Complexity coded for better life map
New software could add a greater depth to our understanding and ability to model evolution.
Traditional models see evolution as an essentially linear process, but in reality the interconnectedness of species has much more nuance.
The simple 'tree' has been an effective model of evolution for 150 years, but computer scientists have created a new version to better illustrate the breadth of current knowledge.
Researchers in the US have developed the “maximum likelihood” method, which can 'infer' network models that better describe the evolution of certain groups of species than can be presented in a tree model.
'Inferring' in this case means analysing genes to determine their evolutionary history with the highest probability – the maximum likelihood – of connections between species.
Rice University researcher Luay Nakhleh and his group have developed PhyloNet, an open-source software package that accounts for horizontal as well as vertical inheritance of genetic material among genomes.
To build networks that account for all of the genetic connections between species, the software infers the probability of variations that phylogenetic trees can’t illustrate, such as horizontal gene transfers. These transfers circumvent simple parent-to-offspring evolution and allow genetic variations to move from one species to another by means other than reproduction.
“When horizontal transfer occurs, as with the hybridisation of two species, the tree model becomes inadequate to describe the evolutionary history, and networks that incorporate horizontal gene transfer become the more appropriate model,” Nakhleh said.
The Java-based PhyloNet software accounts for incomplete lineage sorting, in which clues to gene evolution that don’t match the established lineage of species appear in the genetic record.

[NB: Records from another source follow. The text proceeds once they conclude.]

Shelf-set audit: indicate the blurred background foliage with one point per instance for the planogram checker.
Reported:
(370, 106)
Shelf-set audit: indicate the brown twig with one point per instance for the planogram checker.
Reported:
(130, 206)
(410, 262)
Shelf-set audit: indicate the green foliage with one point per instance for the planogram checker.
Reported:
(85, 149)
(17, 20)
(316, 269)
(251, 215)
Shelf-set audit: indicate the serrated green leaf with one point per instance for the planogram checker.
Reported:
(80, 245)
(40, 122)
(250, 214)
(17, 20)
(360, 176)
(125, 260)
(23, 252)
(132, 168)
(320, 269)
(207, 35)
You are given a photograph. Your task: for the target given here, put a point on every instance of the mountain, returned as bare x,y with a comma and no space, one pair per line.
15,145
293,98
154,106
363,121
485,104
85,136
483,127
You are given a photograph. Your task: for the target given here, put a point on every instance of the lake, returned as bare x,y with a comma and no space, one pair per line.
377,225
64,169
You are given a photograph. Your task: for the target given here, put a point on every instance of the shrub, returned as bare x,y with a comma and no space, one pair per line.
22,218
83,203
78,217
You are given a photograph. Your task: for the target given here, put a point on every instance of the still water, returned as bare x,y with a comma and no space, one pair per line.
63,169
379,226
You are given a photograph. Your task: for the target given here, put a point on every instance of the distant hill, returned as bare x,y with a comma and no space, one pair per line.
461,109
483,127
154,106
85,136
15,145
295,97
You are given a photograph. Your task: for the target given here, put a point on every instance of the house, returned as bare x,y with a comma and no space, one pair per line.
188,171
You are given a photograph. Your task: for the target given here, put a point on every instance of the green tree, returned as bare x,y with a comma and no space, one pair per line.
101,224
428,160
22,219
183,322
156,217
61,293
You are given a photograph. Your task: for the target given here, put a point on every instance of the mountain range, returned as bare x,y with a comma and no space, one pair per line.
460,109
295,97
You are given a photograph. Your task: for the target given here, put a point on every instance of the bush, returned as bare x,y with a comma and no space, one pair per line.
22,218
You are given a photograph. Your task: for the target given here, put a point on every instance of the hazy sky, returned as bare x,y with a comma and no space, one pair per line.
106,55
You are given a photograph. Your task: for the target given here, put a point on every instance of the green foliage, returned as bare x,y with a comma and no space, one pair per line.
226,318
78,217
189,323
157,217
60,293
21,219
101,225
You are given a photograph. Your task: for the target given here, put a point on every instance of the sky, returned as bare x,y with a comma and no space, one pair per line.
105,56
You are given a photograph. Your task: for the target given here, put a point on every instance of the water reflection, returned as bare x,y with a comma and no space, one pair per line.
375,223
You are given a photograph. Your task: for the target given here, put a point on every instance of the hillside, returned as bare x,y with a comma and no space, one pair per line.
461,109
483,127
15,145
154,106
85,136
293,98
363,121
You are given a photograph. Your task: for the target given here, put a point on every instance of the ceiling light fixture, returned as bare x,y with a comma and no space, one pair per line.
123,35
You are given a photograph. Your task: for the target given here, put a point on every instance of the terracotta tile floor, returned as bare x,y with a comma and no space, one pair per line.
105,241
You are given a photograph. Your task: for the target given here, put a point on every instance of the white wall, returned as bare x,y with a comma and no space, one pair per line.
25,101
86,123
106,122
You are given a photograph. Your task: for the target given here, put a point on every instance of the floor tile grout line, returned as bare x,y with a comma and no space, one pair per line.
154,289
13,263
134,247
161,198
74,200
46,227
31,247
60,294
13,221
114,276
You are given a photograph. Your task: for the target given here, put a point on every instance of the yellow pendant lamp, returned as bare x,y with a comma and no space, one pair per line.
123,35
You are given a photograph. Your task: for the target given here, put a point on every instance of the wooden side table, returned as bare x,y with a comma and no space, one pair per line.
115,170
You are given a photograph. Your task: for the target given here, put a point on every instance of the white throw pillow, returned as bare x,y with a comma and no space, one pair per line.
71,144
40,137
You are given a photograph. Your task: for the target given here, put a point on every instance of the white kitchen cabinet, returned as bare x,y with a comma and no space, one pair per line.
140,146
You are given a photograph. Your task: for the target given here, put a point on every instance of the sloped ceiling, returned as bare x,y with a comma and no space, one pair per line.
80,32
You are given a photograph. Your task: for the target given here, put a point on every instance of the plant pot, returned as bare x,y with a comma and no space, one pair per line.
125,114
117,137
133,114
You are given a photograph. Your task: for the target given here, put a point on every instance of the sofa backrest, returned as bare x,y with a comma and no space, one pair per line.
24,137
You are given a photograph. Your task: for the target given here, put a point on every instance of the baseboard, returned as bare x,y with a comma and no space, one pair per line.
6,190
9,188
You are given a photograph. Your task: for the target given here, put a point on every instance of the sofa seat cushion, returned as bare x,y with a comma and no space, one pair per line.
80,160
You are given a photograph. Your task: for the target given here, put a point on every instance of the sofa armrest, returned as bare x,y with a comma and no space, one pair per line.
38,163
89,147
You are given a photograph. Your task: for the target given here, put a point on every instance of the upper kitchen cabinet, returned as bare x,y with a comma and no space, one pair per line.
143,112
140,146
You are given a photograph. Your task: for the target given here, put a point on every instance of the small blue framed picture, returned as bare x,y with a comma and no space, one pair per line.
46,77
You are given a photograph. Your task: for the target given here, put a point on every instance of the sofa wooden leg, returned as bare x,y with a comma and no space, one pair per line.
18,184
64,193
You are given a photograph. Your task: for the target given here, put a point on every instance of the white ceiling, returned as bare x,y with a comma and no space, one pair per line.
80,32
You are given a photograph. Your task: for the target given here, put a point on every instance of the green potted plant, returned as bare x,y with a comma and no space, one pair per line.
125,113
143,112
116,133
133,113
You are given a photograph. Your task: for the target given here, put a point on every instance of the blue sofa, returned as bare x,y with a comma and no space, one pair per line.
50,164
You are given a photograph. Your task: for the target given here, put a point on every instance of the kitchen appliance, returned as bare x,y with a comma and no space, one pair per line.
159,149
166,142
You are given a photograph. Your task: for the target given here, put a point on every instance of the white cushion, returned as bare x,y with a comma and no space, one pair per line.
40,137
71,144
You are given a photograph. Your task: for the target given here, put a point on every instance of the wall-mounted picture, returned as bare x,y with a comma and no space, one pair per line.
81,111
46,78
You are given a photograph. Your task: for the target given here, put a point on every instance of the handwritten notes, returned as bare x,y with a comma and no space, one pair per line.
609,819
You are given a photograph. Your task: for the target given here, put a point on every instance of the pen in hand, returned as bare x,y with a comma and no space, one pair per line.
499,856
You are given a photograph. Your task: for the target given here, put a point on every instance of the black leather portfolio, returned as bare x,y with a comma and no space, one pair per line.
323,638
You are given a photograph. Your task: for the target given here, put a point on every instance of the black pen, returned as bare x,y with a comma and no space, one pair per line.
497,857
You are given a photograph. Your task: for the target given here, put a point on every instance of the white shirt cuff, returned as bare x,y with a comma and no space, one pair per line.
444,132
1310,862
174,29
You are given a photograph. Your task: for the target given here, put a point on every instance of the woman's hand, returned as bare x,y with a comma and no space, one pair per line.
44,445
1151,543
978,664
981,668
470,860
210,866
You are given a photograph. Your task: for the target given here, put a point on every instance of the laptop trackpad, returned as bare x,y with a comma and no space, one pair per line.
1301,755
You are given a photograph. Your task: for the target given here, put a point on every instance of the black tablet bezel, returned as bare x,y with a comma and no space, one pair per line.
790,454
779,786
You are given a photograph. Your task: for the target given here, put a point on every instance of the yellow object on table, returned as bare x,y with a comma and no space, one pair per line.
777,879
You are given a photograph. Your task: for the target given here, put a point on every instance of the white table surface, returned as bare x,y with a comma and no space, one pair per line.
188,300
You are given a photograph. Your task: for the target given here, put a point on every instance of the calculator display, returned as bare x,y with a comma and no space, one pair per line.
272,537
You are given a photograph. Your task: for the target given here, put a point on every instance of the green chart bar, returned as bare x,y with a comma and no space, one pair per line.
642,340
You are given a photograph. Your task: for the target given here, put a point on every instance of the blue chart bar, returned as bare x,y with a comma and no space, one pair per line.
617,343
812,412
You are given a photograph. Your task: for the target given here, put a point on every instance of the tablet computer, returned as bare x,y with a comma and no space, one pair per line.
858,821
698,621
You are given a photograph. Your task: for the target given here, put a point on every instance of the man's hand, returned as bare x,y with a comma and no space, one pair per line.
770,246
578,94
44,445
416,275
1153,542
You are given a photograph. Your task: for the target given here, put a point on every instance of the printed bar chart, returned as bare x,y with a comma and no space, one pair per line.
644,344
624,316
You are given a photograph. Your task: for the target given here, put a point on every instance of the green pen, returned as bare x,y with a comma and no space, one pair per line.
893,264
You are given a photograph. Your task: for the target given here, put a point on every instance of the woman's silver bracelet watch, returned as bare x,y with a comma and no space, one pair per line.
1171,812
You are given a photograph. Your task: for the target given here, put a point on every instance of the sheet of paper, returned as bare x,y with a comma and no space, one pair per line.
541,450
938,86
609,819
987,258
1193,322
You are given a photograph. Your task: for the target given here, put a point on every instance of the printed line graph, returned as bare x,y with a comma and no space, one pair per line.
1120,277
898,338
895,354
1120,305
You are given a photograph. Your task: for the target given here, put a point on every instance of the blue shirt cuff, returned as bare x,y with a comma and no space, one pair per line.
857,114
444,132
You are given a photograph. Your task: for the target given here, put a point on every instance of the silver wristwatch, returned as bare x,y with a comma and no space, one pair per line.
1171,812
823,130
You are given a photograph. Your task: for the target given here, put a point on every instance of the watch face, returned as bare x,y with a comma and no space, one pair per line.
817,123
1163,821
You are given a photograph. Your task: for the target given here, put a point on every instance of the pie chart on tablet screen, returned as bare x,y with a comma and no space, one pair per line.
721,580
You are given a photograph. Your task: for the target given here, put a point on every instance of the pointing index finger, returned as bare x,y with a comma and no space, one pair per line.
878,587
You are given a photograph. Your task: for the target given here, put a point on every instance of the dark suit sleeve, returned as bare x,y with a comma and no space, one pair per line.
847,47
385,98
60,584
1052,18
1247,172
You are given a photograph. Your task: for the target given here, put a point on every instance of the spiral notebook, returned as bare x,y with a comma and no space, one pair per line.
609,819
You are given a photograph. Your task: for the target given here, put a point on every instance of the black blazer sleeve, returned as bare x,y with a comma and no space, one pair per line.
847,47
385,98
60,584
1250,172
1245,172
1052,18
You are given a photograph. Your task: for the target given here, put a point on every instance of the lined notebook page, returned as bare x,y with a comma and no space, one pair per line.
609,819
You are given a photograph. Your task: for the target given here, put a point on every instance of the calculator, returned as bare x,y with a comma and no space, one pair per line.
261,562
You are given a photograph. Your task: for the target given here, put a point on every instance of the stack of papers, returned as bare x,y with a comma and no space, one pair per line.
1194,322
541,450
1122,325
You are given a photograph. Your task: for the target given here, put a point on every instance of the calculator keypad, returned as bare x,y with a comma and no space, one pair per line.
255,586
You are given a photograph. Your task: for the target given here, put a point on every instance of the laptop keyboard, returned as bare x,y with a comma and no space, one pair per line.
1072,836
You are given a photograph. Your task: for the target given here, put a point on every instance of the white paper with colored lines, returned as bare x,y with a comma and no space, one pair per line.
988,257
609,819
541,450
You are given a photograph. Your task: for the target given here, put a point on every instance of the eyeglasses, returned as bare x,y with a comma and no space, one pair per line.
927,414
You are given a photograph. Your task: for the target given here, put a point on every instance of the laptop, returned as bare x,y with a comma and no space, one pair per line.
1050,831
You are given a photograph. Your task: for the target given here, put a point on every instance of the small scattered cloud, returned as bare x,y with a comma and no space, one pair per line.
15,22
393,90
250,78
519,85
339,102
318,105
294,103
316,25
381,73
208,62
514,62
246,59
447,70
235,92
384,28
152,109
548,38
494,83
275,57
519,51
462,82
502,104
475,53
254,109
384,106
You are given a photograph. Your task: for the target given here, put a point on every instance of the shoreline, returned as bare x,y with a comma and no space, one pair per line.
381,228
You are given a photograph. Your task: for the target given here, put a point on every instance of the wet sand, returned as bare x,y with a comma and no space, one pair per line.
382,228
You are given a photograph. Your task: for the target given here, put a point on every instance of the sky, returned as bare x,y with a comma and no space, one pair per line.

Most existing programs for phylogenetics (the study of evolutionary relationships) ignore such complexities.
“They end up overestimating the amount of hybridisation,” Nakhleh said.
“They start seeing lots of complexities in the data and say, ‘Oh, it’s complex here; it must be hybridisation,’ and end up inferring too much. Our method acknowledges that part of the complexity has nothing to do with hybridisation; it has to do with other random processes that happened during evolution.”
Nakhleh hopes evolutionary biologists will use PhyloNet to take a fresh look at the massive amount of genomic data collected over the past few decades.
“The exciting thing for me about this is that biologists can now systematically go through lots of data they have generated and check to see if there has been hybridisation.”